用增强的数据增强方法改进多类代码可读性分类(130)

作为影响软件可维护性和可重用性的关键因素，代码可读性在现代软件开发中变得越来越重要，在现代软件开发中，对代码可读性级别进行分类的度量既适用又需要。然而，由于缺乏标记数据，大多数先前的研究都将代码可读性分类视为一种二元分类任务。为了支持多类代码可读性分类模型的训练，我们提出了一种增强的数据增强方法，该方法可以生成足够的可读性数据并很好地训练多类代码可读性模型。该方法包括使用特定于领域的数据转换和基于gan的数据增强。我们进行了一系列实验来验证我们的增强方法，并获得了最先进的多类代码可读性分类性能，Micro-F1为69.5%，Macro-F1为54.0%，Macro-AUC为67.7%。与不使用增强数据的结果相比，Micro-F1、Macro-F1和Macro-AUC的改进效果显著，分别为6.9%、11.3%和11.2%。作为提出多类代码可读性分类和增强代码可读性数据增强方法的创新工作，我们的方法被证明是有效的。

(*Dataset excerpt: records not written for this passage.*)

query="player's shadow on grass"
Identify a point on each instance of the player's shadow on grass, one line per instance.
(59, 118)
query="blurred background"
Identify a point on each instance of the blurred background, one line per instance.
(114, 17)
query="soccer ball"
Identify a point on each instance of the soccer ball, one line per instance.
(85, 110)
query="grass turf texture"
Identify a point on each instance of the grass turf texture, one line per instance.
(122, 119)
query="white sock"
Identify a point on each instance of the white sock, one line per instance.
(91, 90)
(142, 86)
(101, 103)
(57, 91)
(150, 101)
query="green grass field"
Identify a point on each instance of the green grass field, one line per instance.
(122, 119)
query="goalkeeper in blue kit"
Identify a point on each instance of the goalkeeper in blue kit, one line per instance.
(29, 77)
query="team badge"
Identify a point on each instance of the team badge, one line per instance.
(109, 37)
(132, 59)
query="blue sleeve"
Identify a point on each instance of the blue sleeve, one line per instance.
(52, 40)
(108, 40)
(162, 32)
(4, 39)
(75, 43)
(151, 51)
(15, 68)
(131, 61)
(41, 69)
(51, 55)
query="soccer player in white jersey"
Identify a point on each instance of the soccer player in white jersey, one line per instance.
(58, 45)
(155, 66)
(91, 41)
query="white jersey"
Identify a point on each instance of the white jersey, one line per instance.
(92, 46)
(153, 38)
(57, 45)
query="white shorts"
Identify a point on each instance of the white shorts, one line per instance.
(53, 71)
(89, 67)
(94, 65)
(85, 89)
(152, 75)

本文章由计算机程序翻译，如有差异，请以英文原文为准。

求助全文

约1分钟内获得全文求助全文

来源期刊

International Journal of Software Engineering and Knowledge Engineering 工程技术-工程：电子与电气

CiteScore

1.90

自引率

11.10%

发文量

审稿时长

16 months

期刊介绍： The International Journal of Software Engineering and Knowledge Engineering is intended to serve as a forum for researchers, practitioners, and developers to exchange ideas and results for the advancement of software engineering and knowledge engineering. Three types of papers will be published: Research papers reporting original research results Technology trend surveys reviewing an area of research in software engineering and knowledge engineering Survey articles surveying a broad area in software engineering and knowledge engineering In addition, tool reviews (no more than three manuscript pages) and book reviews (no more than two manuscript pages) are also welcome. A central theme of this journal is the interplay between software engineering and knowledge engineering: how knowledge engineering methods can be applied to software engineering, and vice versa. The journal publishes papers in the areas of software engineering methods and practices, object-oriented systems, rapid prototyping, software reuse, cleanroom software engineering, stepwise refinement/enhancement, formal methods of specification, ambiguity in software development, impact of CASE on software development life cycle, knowledge engineering methods and practices, logic programming, expert systems, knowledge-based systems, distributed knowledge-based systems, deductive database systems, knowledge representations, knowledge-based systems in language translation & processing, software and knowledge-ware maintenance, reverse engineering in software design, and applications in various domains of interest.